If you're feeling good about the market, you're not alone. Take my hand as we go over some of this week's more uplifting headlines.

1. Baidu phones it in 
Baidu (Nasdaq: BIDU) is ready to raise its game in mobile. China's leading search engine rolled out its Baidu Yi mobile operating system last year, but this week it revealed that it will team up with three major Chinese companies to put out an entry-level smartphone running an upgraded version of its modified Android platform called Baidu Cloud.

The phone, which will sell at an unsubsidized price of roughly $160, will play nice with Baidu's services and applications. Owners will get 100 gigabytes of free cloud-based storage.

This is important. Baidu has 78% of China's search market, but its share of mobile searches is just 35%. As smartphone usage increases, the best way for Baidu to keep growing is to make sure that it's in the pockets of as many people in China as possible.

2. Nothing but Net
Shares of Netlist (Nasdaq: NLST), a maker of memory subsystems for server and storage applications for cloud computing, soared 17% on Wednesday after posting a narrower loss than Wall Street was targeting on a 16% uptick in revenue.

It isn't really a surprise to see this company beat out the prognosticators.
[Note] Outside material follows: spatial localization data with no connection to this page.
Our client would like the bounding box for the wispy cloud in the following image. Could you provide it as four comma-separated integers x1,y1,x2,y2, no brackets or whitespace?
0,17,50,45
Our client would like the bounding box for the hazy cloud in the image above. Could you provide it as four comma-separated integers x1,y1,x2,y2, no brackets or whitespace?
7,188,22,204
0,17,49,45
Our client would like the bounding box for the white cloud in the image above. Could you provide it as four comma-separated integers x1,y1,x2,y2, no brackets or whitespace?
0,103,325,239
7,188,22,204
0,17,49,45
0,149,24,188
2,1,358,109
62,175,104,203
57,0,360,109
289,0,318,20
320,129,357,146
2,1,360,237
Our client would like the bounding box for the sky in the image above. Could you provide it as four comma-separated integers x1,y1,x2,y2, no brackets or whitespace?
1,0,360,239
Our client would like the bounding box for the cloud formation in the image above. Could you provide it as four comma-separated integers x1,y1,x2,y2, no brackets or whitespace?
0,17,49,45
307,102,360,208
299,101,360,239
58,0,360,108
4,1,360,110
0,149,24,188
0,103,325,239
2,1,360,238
As I pointed out earlier in the week, Netlist had beaten analyst profit estimates by a wide margin in each of the three previous quarter.

3. Skeptics go OP in flames 
Shares of OPNET Technologies (Nasdaq: OPNT) shot 24% higher on Tuesday after posting encouraging quarterly results. The provider of network performance management solutions nailed the high end of its top- and bottom-line guidance, but that wasn't why the stock was soaring. OPNET revised its guidance lower last month, so the performance is more a relief than a celebration.

Specifically, investors got behind the company as it revealed that most of the $2.4 million in purchasing delays that forced it to hose down its fiscal fourth-quarter numbers have already been realized during the current quarter.

4. IMAX packs a passport
IMAX (NYSE: IMAX) is having a monster quarter, but you probably didn't know that because you were too busy passing the popcorn at the local multiplex.

The company behind the namesake supersized theater platform put out its mid-quarter box-office update this week. IMAX screenings of theatrical releases for this quarter through May 13 have resulted in $96.5 million in ticket sales, nearly three times the $32.6 million in exhibitor receipts for IMAX shows at the midpoint of last year's second quarter.

In an interesting twist, the majority of this quarter's ticket sales -- $55.7 million -- have come from IMAX screens outside North America. That's a sharp reversal from last year, when international ticket sales were just a third of the IMAX total.

5. SINA magic
SINA
's (Nasdaq: SINA) quarterly report wasn't pretty. Revenue inched just 6% higher, and a hefty deficit reversed a profit in last year's first quarter. Guidance for the current quarter was also uninspiring.

Then there was the revelation that the Chinese online giant was initiating test trials of brand advertising on Weibo, SINA's fast-growing microblog platform that's drawing a ton of traffic but also crushing SINA's margins in its current largely non-monetized state.

The ad platform will be powered by a social-interest-graph recommendation engine, which means the spots will be valuable since they'll be carefully targeted. SINA expects the move to have a "meaningful impact" on results in the latter half of this year.

The best way to overcome a ho-hum quarterly report is to be able to point to a real catalyst around the corner.